Özer, Milli Eğitim Bakanlığının salgın sürecinde okulların hijyen ihtiyaçlarını karşılayacak güce ve finansman kaynağına da sahip olduğunu aktararak şöyle devam etti:

"Eğitim öğretim 6 Eylül'de başlıyor ama uyum eğitimi haftası okul öncesi ve birinci sınıflar için dün itibarıyla başladı. Minik öğrencilerimiz ilk defa okullarına başladı. Bu kapsamda okul öncesi ve birinci sınıf toplam 2 milyon 359 bin 422 öğrencimiz, 2 gündür okullarına gidiyorlar. Bu okul öncesi ve birinci sınıflar için toplam 165 bin 450 öğretmenimiz aktif olarak bu hafta ders vermeye, uyum haftasına katılmaya başladılar. Şunu memnuniyetle ifade etmek istiyorum ki bu 2 günlük süreç sorunsuz bir şekilde tamamlandı. İnanın yavrularımızın gözlerindeki mutluluk, o öğretmenleriyle buluşma hazzı, aynı zamanda öğretmenlerimizin öğrencileriyle buluşma hazzı her şeye, her türlü fedakarlığa değerdi."

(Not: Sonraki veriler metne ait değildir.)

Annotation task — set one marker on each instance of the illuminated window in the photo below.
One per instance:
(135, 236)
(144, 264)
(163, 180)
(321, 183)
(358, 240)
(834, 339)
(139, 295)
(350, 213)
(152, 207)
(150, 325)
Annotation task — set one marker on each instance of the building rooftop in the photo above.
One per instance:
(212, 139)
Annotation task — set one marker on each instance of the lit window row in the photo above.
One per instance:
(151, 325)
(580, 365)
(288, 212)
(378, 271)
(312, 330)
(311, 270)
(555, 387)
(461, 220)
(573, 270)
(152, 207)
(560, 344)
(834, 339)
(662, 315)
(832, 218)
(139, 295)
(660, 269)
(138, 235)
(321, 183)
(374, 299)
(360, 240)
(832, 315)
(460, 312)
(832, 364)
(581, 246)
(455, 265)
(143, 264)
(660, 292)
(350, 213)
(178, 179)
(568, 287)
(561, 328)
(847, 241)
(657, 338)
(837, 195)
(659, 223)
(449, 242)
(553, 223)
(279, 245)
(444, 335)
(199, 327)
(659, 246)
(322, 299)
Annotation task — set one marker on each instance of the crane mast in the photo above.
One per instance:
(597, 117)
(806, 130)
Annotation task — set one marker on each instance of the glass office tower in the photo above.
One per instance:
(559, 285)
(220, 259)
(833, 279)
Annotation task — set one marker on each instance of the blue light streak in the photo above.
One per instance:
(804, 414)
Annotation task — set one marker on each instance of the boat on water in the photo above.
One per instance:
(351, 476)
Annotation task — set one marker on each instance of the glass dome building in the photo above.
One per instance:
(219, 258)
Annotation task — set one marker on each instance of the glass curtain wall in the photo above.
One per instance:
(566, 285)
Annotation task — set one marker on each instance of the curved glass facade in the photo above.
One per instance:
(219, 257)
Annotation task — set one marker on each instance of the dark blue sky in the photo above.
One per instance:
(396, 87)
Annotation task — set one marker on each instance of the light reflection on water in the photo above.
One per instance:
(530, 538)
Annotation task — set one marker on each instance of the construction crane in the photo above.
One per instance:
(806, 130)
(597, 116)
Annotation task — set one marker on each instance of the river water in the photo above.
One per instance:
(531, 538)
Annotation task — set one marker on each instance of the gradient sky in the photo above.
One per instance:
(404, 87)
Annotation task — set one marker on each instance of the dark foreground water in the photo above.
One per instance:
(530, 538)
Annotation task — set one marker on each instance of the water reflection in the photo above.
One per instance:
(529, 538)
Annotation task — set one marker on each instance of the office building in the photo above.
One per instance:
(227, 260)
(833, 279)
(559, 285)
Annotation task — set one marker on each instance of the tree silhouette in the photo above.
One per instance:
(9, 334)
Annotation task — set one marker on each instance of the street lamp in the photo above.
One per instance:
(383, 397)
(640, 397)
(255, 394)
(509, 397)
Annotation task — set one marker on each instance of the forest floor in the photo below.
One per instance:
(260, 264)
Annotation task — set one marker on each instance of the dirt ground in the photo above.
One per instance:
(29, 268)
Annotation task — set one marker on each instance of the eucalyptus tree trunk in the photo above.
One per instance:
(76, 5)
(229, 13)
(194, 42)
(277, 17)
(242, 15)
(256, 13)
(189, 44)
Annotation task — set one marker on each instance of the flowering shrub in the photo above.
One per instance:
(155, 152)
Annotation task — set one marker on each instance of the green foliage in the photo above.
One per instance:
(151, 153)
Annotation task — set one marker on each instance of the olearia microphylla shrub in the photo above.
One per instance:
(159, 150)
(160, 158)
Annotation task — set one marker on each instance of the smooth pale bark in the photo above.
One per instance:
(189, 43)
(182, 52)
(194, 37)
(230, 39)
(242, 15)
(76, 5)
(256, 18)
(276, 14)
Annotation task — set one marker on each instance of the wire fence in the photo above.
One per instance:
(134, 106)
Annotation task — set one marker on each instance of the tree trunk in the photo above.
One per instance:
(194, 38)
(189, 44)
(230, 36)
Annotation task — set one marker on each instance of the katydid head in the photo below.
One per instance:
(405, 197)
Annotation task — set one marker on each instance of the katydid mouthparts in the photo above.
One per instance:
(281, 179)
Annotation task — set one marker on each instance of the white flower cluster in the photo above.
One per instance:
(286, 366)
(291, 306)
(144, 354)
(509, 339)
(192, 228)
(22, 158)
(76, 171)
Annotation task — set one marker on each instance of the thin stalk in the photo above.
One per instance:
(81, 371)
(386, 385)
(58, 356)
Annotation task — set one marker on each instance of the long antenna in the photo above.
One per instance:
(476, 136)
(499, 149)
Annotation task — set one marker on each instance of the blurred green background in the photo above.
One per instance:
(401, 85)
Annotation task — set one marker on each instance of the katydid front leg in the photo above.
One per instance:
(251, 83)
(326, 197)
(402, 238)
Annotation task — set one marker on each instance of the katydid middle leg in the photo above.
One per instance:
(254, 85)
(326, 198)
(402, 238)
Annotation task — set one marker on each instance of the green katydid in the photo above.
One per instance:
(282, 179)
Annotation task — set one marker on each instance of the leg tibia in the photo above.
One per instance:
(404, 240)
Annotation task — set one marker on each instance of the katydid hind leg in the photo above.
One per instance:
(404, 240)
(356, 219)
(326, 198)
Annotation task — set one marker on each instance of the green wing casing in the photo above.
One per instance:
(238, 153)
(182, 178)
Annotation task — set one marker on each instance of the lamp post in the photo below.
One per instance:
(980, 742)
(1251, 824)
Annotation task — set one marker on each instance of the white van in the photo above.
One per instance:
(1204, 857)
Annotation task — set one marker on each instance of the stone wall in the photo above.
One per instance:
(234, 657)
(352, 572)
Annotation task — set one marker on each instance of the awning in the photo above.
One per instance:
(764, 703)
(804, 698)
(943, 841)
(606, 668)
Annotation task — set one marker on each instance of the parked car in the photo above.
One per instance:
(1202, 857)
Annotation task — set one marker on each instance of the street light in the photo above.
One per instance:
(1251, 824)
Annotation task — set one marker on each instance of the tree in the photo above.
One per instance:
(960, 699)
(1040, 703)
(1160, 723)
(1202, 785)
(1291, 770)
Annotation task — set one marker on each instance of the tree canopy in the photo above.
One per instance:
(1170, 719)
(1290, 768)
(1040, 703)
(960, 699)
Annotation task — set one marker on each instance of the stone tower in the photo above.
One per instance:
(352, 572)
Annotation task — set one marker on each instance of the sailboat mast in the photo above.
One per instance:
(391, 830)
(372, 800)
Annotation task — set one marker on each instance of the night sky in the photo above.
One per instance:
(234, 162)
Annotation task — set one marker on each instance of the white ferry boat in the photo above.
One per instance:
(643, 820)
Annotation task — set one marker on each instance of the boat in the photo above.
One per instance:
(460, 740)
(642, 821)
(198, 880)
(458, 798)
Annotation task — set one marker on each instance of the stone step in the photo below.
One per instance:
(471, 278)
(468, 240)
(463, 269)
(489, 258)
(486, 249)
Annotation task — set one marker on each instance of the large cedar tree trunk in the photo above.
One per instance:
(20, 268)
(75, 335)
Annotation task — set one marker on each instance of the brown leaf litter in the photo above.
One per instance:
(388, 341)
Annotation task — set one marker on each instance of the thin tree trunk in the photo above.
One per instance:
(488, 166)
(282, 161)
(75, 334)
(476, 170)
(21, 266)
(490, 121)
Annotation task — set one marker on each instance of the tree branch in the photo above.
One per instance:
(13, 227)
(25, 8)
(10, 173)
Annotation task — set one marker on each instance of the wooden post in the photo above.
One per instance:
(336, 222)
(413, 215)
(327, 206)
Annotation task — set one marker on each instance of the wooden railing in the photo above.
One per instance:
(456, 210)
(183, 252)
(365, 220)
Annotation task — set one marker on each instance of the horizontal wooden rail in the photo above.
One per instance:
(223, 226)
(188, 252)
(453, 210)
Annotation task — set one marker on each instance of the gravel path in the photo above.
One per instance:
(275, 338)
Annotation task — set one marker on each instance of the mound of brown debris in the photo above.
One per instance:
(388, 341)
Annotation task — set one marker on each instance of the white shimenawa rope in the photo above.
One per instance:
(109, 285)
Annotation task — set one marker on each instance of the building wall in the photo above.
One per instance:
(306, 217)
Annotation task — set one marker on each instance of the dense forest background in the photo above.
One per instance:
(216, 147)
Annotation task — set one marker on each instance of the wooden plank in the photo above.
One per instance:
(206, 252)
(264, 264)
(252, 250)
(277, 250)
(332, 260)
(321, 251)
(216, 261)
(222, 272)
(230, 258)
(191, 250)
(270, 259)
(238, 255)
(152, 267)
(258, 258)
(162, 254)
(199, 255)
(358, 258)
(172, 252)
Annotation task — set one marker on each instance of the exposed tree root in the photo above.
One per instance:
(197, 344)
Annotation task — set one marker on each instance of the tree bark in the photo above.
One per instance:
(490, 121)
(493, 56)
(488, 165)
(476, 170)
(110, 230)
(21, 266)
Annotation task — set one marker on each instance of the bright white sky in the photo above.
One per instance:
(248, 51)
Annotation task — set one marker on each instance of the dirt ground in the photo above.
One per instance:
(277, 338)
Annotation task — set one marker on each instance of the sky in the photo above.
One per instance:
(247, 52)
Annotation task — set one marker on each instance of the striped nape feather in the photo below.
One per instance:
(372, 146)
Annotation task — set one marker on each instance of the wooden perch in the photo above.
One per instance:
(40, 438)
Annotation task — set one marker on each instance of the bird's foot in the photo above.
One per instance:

Özer, 6 Eylül itibarıyla da okulların kapılarının tüm kademeler ve sınıf seviyelerinde hafta 5 gün öğrencilere açılacağını anımsatarak "Okullarımızın bir daha hiç kapanmaması ve eğitimin kesintiye uğramaması için tüm velilerimizi, öğretmenlerimizi, yardımcı destek personelimize ve idari personelimize bir kez daha çağrı yapmak isterim. Lütfen Sağlık Bakanlığı ile birlikte Milli Eğitim Bakanlığı olarak belirlemiş olduğumuz kurallara harfiyen uyalım. Bu kurallara riayet edelim ki bir daha okullarımız kapanma sorunuyla yüz yüze kalmasın. Son söz olarak da bir kez daha vurgulamak istiyorum, okullarımız ilk açılan ve son kapatılan yerler olmalıdır." diye konuştu.

Okullardaki salgına yönelik elektronik takip sistemi

Özer, bir basın mensubunun Bakanlık bünyesinde kurulan yeni elektronik takip sisteminin içeriğine ilişkin soru üzerine, şu bilgileri paylaştı:

"Geçen haftalarda açıkladığımız gibi tüm il ve ilçelerdeki, beldelerdeki köylerdeki okullarımızda vaka, temas ve aşı durumunu, Sağlık Bakanlığımızla koordineli bir şekilde almış olduğumuz tüm bilgileri okul bazında takip eden bir elektronik sistem kurduk. Bu elektronik sistemi de okullarımıza açtık, oradaki yöneticilerimiz, ilçe milli eğitimi müdürlerimiz, il milli eğitim müdürlerimiz süreçte alması gereken önlemleri veya durum değerlendirmesini çok rahat bir şekilde elektronik sistemde yapabilecekler. Tabii burada büyük emek Sağlık Bakanlığımıza ait. Çünkü Sağlık Bakanlığımız anlık olarak tüm verileri bizlerle paylaşıyor. Dolayısıyla biz kimlerin PCR yapması gerektiğini, sağlık durumunu, diğer konuları elektronik takip sisteminden izleme imkanına sahibiz."

Aşı olmamış öğretmen ve personelin PCR yaptırılması talebini reddetmesi durumunda yaşanacak sürece ilişkin soru üzerine Özer, 1,5 yıldır salgın sürecinde büyük emek veren öğretmen ve personelin PCR testi yaptırmadan okul ortamına gelebileceğini düşünmediğini söyledi. Özer, şöyle devam etti:

"Okul öncesi ve birinci sınıfların eğitim uyum haftası başladı, 2 gündür de eğitim devam ediyor. Yaklaşık 2,5 milyon öğrenci ve yaklaşık 165 bin öğretmenimiz şu anda sahada. Aşı olmasa bile PCR ile ilgili bize intikal eden hiçbir problem yok. Ben inanıyorum ki toplumuz tüm paydaşlarıyla el ele vererek bu süreçlerin, bu problemlerin üzerinden geçecek."